It’s Christmas Eve, and our three main Westminster party leaders have each released a message to the electorate. Here they are:
The Prime Minister is the only one of the three leaders who describes himself as Christian. He focuses on looking out for not only those at home, but also those suffering overseas:
This Christmas I think we can be very proud as a country at how we honour these values through helping those in need at home and around the world.
So this Christmas, as we celebrate the birth of Christ with friends, families and neighbours, let us think about those in need at home and overseas, and of those extraordinary professionals and volunteers who help them.
One hundred years ago soldiers on the Western Front stopped their hostilities to cross no man’s land, to shake hands and – famously – to play football. In the midst of a tragic conflict the generosity, hope and sense of human solidarity that is characteristic of the Christian faith and culture came to the fore. What an extraordinary and unexpected event.
We need the same sense of compassion in the face of the suffering and hatred that afflicts parts of our world. And especially in the Middle East, the cradle of Christianity.
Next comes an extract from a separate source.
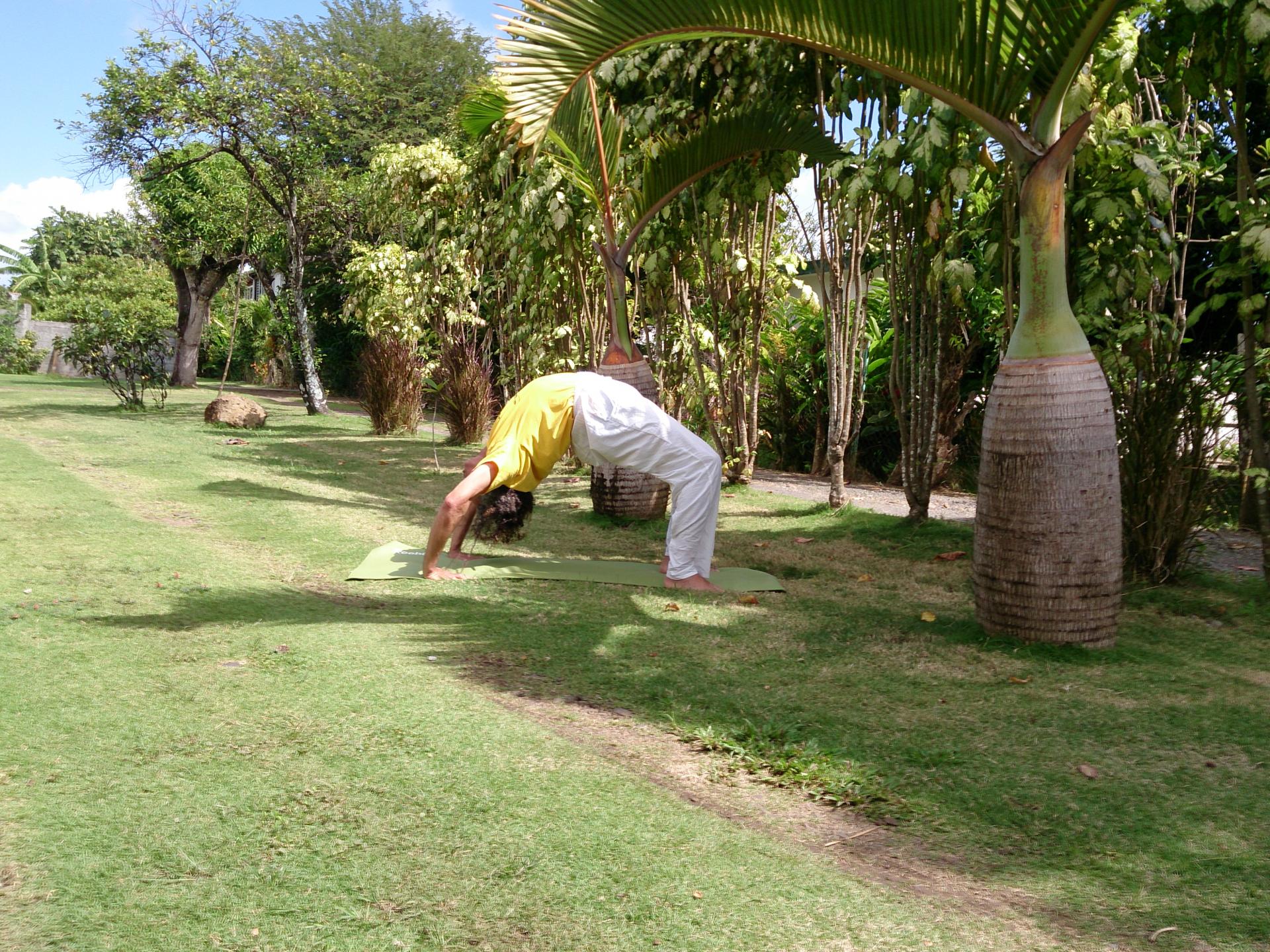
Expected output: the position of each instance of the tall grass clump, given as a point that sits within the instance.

Let us remember those caught up in fighting and in fear of their lives.
I am proud that the Labour movement has such deep roots in the Christian tradition of social activism and solidarity in the United Kingdom. This Christmas, I want to pay tribute to all who spend time, effort and skill in serving the needs of their fellow citizens in a voluntary and professional capacity.
Our country faces a choice next year. Let’s choose generosity and inclusion. I hope you have a very merry Christmas and a peaceful New Year.
The Labour leader has sent a message rather than a video. He concentrates on the First World War and the Christmas truce that took place a hundred years ago, and praises the “Christian tradition of social activism”. He calls on voters to choose “generosity and inclusion” next May.
The Deputy Prime Minister also refers to the Christmas truce, and extends this to an urge for us to remember those “who are caught up in conflict or who need our help”. He adds that the Christian values of Christmas are, “universal, speaking to and uniting people of all faiths and none”.